I’ve realized that I can’t change the past, but I can use what I’ve learned to direct my future. I don’t want to be frivolous and materialistic and self-centered – I know these things do not glorify God, nor do they give me the promised happiness. But what can I do that could possibly make a difference?

*Enter Poverty Awareness Challenge.

I thought , “What if I tried to mimic the lifestyle to some extent of an individual living in a Third World country for a month and constantly talked about it or shared my journey on social media and the Web?” This little idea sparked a flame. Maybe such a challenge would hit a little closer to home and become more personal, for myself and others. Maybe we would decide to do more for the poor when we realize just how much we have. 

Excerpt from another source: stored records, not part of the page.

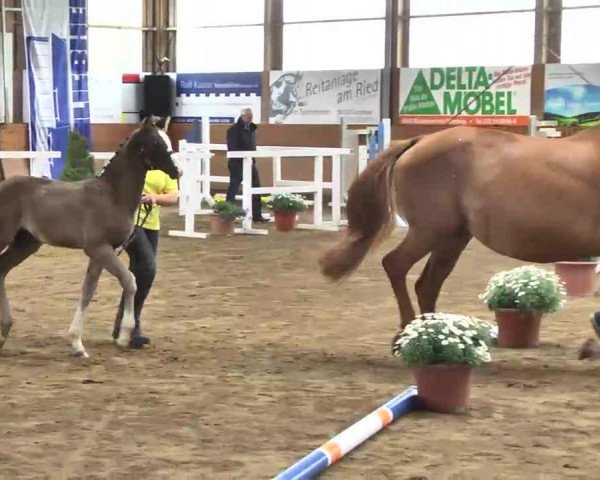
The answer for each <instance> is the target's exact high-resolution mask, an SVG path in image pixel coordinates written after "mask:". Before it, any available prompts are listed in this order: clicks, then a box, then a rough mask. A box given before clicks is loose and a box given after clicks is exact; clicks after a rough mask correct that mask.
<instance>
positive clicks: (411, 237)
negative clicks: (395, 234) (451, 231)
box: [382, 228, 433, 329]
mask: <svg viewBox="0 0 600 480" xmlns="http://www.w3.org/2000/svg"><path fill="white" fill-rule="evenodd" d="M431 238H432V237H431V236H429V235H426V234H422V233H420V232H419V231H418V230H415V229H413V228H410V229H409V230H408V233H407V234H406V237H405V238H404V240H403V241H402V243H401V244H400V245H398V246H397V247H396V248H395V249H394V250H392V251H391V252H390V253H388V254H387V255H386V256H385V257H383V261H382V264H383V268H384V269H385V272H386V273H387V275H388V278H389V279H390V283H391V284H392V288H393V290H394V294H395V295H396V300H397V301H398V308H399V309H400V328H401V329H403V328H404V327H406V325H408V324H409V323H410V322H411V321H412V320H413V319H414V317H415V310H414V308H413V306H412V303H411V300H410V295H409V293H408V288H407V287H406V276H407V275H408V272H409V271H410V269H411V268H412V267H413V265H414V264H415V263H417V262H418V261H419V260H421V259H422V258H423V257H424V256H425V255H427V254H428V253H429V252H431V249H432V246H433V241H432V240H431Z"/></svg>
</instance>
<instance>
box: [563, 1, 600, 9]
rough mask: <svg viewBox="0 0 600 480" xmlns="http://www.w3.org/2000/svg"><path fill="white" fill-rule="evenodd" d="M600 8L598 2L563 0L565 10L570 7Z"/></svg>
mask: <svg viewBox="0 0 600 480" xmlns="http://www.w3.org/2000/svg"><path fill="white" fill-rule="evenodd" d="M590 6H591V7H600V1H598V0H563V8H569V7H590Z"/></svg>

My goal isn’t just about simply providing them with a better temporary physical life though. Ultimately, I want us to share God’s love and the Gospel with others so that they may find and know a much better life. But how can I share the Gospel when I am not living out what Jesus asks of me? A Christian isn’t just someone who believes in God, but someone who lives out their lives in obedience to God’s Word. How can I say “I love God” and yet not love those around me enough to care for them?

God asks me to love my neighbor – am I willing to obey?

Even if this challenge would only compel one person to be more generous, to love their neighbor and the poor more like themselves, and to seek to share the Gospel so that others can have a firm hope that goes beyond everything in life – than this month will have been completely worth it to me.

So… this is my personal Poverty Awareness Challenge:

    1. Only 10 food items. I decided on chicken, eggs, yogurt, bananas, dark leafy greens (romaine lettuce and spinach), carrots, peanuts/100% natural peanut butter, black beans, rice, and whole wheat bread/wraps. Water is a given. No spices, no tea or coffee, no butter – just my 10 foods as much as I can control (I did need a bit of oil in my frying pan, but I didn’t count that).
    2. Only 1 outfit (6 pieces: scarf, tank, tee, cardigan, sweater, jeans), 2 pairs of footwear (Blundstones, Mary-Jane flats), and 1 raincoat. Considering I have everything from church to shopping to work to an outside work day to potentially a wedding – and the fact that I do live in a First-World country, I decided  to go with 2 pairs of shoes. But I’m under 10 items, so I’m still limited to say the least.

I’m already so much more thankful for my washer and dryer.

  • No household lights. Thankfully my house has a lot of natural light during the day, and in the evening I navigate around by candles, my phone light, or by simply adjusting to the darkness.
  • No movies. How many living in poverty can afford a TV?
  • No activities that cost. No going to the movies or crazy fun adventures if it’s going to take money out of my pocket – again, so many people can’t afford these luxuries.
  • No shopping. I should explain – I will be shopping for groceries, essentials (toilet paper is kind-of important), and anything related to volunteering overseas as needed. What I mean by “no shopping” is no frivolous shopping. Many people pay for absolute needs and that’s it; this is what I’m trying to mimic.
  • No make-up. Because this is not a necessity and for many of the poor, make-up would probably seem like a wasteful use of limited cash.


This is my challenge. It’s small and nothing amazing, but it is shaking me from apathy. Already, I’ve been learning a lot about myself, my needs, my relationship with God, and my heart for others. If this challenge accomplishes nothing else, it will – and has been – teaching me a lot about self-control, contentment, and compassion. 

But this post is already long enough (I broke my rule to try to keep this short and sweet), so I will talk more about these lessons in a future post.